Metro’s board of directors today is expected to move forward with designs to spruce up the Rosslyn Metrorail station by adding three high-speed elevators that could move thousands more passengers an hour through the busy Orange and Blue Line transfer point.
“There are 32,000 people on an average weekday coming through the station’s entrances and exits,” said Metro spokesman Steven Tuabenkibel. “The elevators would certainly help in terms of movement in and out of the station, and would certainly benefit people who have mobility requirements.”
Currently, the Metro station has escalators and one elevator.

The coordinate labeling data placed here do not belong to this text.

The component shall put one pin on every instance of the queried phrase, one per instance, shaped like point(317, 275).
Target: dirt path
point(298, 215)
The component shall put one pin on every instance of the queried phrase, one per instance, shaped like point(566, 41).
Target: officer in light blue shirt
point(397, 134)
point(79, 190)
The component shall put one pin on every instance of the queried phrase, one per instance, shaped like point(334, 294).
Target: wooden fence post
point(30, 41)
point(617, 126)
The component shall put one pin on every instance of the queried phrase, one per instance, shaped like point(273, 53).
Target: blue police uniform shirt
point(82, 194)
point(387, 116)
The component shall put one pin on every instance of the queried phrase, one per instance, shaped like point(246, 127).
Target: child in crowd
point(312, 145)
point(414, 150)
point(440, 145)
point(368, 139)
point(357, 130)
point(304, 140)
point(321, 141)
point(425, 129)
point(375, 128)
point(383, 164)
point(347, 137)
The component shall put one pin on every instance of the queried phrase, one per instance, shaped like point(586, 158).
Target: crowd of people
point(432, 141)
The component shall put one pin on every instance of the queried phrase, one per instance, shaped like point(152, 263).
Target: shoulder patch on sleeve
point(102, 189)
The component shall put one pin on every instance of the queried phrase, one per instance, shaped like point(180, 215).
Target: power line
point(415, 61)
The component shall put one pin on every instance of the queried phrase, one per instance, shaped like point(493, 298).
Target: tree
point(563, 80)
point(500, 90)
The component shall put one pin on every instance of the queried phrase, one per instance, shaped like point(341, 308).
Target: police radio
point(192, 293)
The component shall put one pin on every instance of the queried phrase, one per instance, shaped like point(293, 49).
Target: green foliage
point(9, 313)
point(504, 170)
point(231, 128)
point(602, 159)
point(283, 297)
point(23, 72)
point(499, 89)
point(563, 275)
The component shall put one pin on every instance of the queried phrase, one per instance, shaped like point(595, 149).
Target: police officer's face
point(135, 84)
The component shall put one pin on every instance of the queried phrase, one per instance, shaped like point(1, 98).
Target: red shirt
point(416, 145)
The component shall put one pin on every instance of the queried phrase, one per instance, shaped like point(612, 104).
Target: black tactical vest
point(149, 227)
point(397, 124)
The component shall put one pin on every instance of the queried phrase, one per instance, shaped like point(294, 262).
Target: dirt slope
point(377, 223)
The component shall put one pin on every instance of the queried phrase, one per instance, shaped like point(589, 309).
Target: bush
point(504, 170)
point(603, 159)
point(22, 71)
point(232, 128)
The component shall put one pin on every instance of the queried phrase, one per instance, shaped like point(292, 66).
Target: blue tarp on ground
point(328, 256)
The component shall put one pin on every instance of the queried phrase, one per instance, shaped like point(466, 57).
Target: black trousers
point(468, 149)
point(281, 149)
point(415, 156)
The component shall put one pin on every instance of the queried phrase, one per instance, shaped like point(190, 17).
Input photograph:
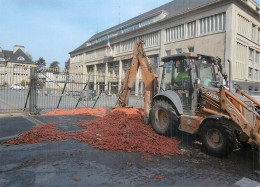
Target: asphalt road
point(73, 163)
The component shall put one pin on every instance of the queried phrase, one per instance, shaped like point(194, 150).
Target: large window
point(175, 33)
point(250, 72)
point(256, 57)
point(258, 35)
point(251, 51)
point(253, 31)
point(213, 23)
point(168, 52)
point(256, 74)
point(206, 74)
point(190, 49)
point(191, 29)
point(178, 51)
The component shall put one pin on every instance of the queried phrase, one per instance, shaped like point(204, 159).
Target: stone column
point(120, 75)
point(106, 76)
point(137, 83)
point(142, 88)
point(230, 38)
point(95, 77)
point(109, 87)
point(161, 54)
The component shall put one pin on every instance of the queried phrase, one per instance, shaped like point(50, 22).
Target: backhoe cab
point(193, 99)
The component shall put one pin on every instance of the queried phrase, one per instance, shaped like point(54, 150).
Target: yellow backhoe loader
point(193, 99)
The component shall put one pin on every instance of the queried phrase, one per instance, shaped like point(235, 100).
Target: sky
point(52, 28)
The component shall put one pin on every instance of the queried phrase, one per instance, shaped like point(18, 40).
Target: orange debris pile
point(122, 129)
point(83, 111)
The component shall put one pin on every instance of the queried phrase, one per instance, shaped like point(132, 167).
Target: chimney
point(16, 47)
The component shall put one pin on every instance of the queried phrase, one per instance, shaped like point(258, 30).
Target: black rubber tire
point(170, 127)
point(228, 138)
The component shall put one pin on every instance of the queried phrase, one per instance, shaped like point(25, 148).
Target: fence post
point(33, 93)
point(62, 94)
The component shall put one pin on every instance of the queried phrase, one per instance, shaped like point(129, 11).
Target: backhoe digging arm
point(149, 77)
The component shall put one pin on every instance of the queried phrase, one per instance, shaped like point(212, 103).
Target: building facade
point(229, 29)
point(14, 66)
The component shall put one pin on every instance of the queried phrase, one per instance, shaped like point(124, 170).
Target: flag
point(108, 44)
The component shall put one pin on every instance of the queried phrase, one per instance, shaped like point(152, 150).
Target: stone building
point(229, 29)
point(14, 66)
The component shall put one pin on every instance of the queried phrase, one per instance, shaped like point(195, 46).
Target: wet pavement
point(12, 126)
point(73, 163)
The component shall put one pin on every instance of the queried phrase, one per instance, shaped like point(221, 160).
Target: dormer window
point(20, 58)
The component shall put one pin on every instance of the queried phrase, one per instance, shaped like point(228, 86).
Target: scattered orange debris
point(82, 111)
point(149, 158)
point(158, 177)
point(129, 164)
point(121, 129)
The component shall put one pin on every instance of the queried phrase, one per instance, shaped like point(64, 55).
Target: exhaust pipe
point(230, 74)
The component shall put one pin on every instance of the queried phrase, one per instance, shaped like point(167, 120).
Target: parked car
point(16, 87)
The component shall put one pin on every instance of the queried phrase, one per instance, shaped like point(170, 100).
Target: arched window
point(20, 58)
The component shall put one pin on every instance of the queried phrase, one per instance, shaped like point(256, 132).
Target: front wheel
point(218, 138)
point(164, 118)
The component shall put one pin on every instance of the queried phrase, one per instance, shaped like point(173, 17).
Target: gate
point(14, 88)
point(44, 90)
point(63, 90)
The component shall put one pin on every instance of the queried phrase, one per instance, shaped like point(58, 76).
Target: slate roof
point(10, 56)
point(173, 8)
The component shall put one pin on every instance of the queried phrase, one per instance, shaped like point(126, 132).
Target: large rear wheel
point(218, 138)
point(164, 118)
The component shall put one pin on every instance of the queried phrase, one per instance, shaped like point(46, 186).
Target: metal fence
point(40, 91)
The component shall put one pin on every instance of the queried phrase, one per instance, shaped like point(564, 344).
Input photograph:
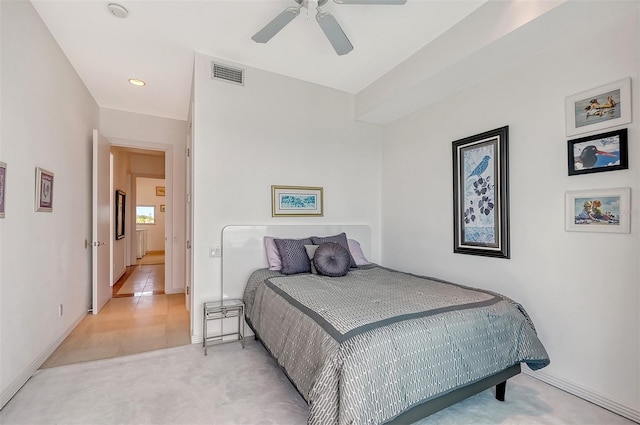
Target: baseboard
point(174, 291)
point(116, 278)
point(584, 393)
point(22, 379)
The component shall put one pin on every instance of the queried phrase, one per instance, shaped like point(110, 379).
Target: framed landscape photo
point(121, 203)
point(602, 107)
point(44, 190)
point(602, 210)
point(3, 187)
point(598, 153)
point(481, 195)
point(296, 201)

The renovations also are considered necessary to accommodate the influx of new workers and residents from developer JGB’s Central Place buildings, which are planned across the street from the station entrance.
Construction on the project’s 350-foot-tall, 30-story office building is scheduled to begin next summer and end in 2010, JGB managing partner Ken Finkelstein said. A construction timeline has not been set for the 350-unit residential building that will sit adjacent to it, he said.
The new elevators would cost about $35 million, Arlington County Board Member Chris Zimmerman said. JBG would cover one-third of the cost, and Arlington would cover the rest.
Arlington asked Metro to draft preliminary designs using some of the $1.5 million in county funds that were left over from a similar project at the Ballston Metro station, which gained three high-speed elevators in 2006.
According to current plans, a plaza with an elevator bank would be built on JBG property across from the Rosslyn Metro station entrance on North Moore Street.